Les dépenses fiscales sont évidemment une question clé dont notre Commission devra s’occuper. Elle y sera considérablement aidée par l’INSEE, qui publiera en septembre son nouveau calcul du niveau de dépenses publiques de notre pays, intégrant une grande partie des dépenses fiscales, à savoir toutes celles qui correspondent à des crédits d’impôt. Cela ne doit pas nous dispenser d’analyser les conséquences de ce nouveau calcul et de réfléchir à l’efficacité des décisions prises en la matière.

M. le président Gilles Carrez. Vous avez raison, madame Berger : je vais retirer mon amendement et le redéposer au titre de l’article 88, car il s’agit d’un amendement d’appel en vue de la loi de finances pour 2015.

Mme la rapporteure générale. Effectivement, ce sujet relève de la loi de finances initiale. Dans ce cadre, nous devrons débattre de l’ensemble des dépenses fiscales, à la lumière de leur requalification par l’INSEE.

M. Olivier Carré. C’est notamment l’annonce de ces nouvelles normes qui m’a conduit à suggérer au président la création d’une mission. En effet, avant d’être considéré du point de vue strictement technique, le mode de calcul devrait faire l’objet d’une approche politique, grâce à un dialogue avec l’INSEE, nécessairement transpartisan – car nous sommes collectivement responsables des dépenses décidées dans le passé. Cela nous permettra de savoir de quoi nous parlons au cours des débats à venir. Il en va de 2 à 4 % du PIB selon le positionnement du curseur qu’arrêteront l’INSEE et Eurostat. Il importe donc que notre information ne dépende pas de notes de Bercy plus ou moins bien expliquées et qui nous parviennent du jour au lendemain.
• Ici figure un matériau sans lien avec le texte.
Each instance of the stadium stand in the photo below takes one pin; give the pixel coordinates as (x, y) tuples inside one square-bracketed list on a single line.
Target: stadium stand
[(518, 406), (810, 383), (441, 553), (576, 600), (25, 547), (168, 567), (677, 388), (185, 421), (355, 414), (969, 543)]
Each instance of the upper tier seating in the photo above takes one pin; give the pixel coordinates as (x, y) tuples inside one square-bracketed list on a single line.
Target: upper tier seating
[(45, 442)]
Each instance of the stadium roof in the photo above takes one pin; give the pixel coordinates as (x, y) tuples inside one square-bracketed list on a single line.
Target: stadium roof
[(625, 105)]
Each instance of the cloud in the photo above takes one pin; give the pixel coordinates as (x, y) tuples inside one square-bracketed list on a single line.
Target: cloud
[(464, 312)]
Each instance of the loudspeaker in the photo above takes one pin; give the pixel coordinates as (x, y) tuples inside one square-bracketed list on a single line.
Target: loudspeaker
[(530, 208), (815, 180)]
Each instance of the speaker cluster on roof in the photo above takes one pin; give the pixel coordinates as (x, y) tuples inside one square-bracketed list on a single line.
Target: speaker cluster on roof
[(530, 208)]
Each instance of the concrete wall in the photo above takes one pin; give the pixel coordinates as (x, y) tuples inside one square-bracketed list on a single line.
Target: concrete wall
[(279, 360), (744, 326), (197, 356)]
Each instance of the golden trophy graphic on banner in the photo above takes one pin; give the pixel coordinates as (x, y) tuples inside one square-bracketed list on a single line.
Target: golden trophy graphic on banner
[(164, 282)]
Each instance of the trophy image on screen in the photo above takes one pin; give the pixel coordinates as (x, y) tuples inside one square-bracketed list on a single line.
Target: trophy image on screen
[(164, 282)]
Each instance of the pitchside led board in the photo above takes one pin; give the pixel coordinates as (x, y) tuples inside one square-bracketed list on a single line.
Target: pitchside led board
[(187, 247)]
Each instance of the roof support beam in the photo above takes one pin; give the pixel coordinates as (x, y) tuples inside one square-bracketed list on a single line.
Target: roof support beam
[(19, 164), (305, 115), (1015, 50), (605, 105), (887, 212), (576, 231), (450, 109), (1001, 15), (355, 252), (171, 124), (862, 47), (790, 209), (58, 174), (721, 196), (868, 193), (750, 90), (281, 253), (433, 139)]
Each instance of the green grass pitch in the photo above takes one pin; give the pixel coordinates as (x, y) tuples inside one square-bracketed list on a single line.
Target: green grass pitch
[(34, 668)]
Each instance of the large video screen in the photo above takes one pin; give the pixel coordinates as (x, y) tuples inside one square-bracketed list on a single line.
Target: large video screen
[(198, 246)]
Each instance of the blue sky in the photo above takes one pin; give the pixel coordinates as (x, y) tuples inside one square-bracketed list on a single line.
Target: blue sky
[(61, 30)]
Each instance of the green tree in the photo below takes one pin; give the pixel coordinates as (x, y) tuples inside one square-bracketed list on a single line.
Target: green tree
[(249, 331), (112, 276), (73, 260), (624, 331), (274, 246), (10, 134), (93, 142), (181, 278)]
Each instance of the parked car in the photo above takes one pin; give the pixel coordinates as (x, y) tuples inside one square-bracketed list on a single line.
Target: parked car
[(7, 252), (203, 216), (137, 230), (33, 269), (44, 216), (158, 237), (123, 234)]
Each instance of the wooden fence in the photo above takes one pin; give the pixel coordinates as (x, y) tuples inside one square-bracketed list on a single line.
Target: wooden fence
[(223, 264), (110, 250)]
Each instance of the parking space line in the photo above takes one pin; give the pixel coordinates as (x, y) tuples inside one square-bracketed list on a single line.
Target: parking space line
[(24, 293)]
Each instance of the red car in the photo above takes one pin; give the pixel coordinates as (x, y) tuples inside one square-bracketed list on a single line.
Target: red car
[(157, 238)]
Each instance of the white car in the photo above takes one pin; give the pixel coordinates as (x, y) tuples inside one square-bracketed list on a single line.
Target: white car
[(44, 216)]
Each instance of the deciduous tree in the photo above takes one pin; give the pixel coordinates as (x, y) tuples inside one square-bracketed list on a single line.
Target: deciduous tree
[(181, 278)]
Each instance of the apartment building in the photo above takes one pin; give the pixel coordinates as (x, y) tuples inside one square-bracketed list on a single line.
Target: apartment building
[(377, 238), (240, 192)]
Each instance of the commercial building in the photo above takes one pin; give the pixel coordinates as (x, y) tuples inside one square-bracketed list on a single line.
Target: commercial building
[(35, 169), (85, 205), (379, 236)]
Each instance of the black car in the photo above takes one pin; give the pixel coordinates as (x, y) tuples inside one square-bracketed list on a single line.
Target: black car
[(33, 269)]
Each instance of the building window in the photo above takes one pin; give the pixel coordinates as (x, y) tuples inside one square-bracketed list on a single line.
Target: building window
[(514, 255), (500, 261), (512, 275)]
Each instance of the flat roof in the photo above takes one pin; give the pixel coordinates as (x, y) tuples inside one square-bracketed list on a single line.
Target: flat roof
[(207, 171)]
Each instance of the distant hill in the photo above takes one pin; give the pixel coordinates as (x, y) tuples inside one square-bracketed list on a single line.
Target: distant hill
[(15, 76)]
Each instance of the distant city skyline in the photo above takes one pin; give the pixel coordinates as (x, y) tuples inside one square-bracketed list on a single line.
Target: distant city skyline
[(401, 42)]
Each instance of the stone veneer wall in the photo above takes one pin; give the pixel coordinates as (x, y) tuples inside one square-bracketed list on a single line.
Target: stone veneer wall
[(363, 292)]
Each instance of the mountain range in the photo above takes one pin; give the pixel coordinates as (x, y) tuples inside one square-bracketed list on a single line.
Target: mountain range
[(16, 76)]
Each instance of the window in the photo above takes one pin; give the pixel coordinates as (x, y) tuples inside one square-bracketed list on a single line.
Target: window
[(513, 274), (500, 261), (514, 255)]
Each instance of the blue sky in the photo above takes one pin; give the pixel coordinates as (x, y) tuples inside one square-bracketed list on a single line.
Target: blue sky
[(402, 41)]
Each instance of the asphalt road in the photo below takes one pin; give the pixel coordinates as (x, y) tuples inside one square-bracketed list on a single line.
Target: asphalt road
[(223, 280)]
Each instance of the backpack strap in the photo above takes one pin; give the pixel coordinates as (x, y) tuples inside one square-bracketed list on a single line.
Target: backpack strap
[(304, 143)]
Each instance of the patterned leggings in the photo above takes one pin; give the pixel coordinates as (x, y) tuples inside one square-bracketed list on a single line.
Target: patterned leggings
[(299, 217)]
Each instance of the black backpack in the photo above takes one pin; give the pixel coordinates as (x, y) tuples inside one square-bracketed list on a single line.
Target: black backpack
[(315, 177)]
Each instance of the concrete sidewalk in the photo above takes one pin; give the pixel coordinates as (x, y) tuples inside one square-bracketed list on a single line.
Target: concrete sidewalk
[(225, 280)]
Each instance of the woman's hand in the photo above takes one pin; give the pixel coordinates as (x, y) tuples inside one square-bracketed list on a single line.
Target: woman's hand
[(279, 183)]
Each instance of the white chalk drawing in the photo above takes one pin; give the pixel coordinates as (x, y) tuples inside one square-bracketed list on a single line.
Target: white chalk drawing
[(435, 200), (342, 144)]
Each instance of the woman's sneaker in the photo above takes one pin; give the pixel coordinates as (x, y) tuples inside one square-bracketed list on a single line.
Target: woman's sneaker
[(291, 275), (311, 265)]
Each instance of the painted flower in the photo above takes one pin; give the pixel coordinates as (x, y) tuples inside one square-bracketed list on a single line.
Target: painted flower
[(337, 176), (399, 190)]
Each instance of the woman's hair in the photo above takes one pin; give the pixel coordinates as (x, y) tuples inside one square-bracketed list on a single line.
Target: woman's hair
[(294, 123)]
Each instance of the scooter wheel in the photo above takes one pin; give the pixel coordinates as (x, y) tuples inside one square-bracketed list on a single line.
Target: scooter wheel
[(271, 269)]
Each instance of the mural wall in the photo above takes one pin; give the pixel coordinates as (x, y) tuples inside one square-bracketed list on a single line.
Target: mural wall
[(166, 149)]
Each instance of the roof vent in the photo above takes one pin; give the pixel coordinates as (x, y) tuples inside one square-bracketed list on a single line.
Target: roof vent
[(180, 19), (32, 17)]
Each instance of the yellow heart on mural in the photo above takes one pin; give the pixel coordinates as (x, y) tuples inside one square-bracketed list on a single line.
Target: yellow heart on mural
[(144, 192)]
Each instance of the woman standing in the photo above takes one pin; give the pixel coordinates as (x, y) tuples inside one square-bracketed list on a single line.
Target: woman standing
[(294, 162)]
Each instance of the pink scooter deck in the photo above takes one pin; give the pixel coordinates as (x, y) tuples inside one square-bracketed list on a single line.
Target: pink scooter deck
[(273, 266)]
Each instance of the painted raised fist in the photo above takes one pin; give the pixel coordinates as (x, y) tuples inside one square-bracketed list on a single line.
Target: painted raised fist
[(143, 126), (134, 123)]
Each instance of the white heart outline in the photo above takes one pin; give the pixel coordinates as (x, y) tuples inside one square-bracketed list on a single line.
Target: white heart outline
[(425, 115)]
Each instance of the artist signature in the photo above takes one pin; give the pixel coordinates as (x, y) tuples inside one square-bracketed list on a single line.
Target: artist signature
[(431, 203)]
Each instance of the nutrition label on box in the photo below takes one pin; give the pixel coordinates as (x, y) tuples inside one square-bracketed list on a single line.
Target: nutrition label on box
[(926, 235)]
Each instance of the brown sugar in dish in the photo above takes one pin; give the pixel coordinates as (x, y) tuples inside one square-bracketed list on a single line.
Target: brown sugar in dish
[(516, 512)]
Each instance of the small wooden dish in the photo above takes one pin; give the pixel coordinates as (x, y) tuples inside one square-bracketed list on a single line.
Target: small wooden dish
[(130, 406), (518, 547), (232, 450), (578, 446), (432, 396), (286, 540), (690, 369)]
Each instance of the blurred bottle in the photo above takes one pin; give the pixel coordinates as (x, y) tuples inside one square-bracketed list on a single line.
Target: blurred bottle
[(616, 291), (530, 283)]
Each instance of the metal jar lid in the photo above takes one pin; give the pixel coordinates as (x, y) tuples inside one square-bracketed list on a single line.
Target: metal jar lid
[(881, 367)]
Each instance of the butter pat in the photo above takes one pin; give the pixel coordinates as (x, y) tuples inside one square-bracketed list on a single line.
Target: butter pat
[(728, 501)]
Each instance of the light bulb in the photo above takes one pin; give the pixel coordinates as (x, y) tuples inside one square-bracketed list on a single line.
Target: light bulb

M. Marc Goua. Il faut réduire les dépenses fiscales, certes. Mais, dans le domaine du mécénat, notre pays accuse un retard colossal, notamment en matière de création artistique. Le modeste élu de province que je suis peut vous assurer que l’animation culturelle y doit beaucoup au mécénat d’entreprise. Si la réduction d’impôt est fortement limitée, ce sont les collectivités qui prendront le relais, ce qui n’est guère satisfaisant.

M. Dominique Lefebvre. L’inflation des dépenses fiscales au cours des années 2000 est l’enfant illégitime des normes instituées pour maîtriser la dépense publique, doublées d’un réflexe traditionnel de l’administration et, parfois, d’une forme d’intervention publique. Mais, en supprimant une dépense fiscale, on ne réalise pas une économie : on augmente les prélèvements obligatoires, contrairement à notre objectif.

Mme Karine Berger. Pas dans la nouvelle comptabilité.

M. Dominique Lefebvre. Je maintiens que le taux de prélèvements obligatoires s’en trouve accru. Supprimer les dépenses fiscales implique de réfléchir aux outils, aux bénéficiaires et à l’efficacité de l’intervention publique. Est-ce un bon moyen de redresser les comptes publics ? Cela ne saurait en tout cas se substituer à l’effort de maîtrise de la dépense publique.

M. Charles de Courson. Deux remarques. Premièrement, nous ne nous tirerons d’affaire que lorsque nous budgétiserons les dépenses fiscales. Cela va être fait en comptabilité nationale, mais pas dans le budget de l’État. Notre collègue Lefebvre a raison. J’étais favorable à une norme étendue aux dépenses fiscales, afin de montrer que l’on continue à substituer de la dépense fiscale à la dépense budgétaire pour faire croire à notre rigueur.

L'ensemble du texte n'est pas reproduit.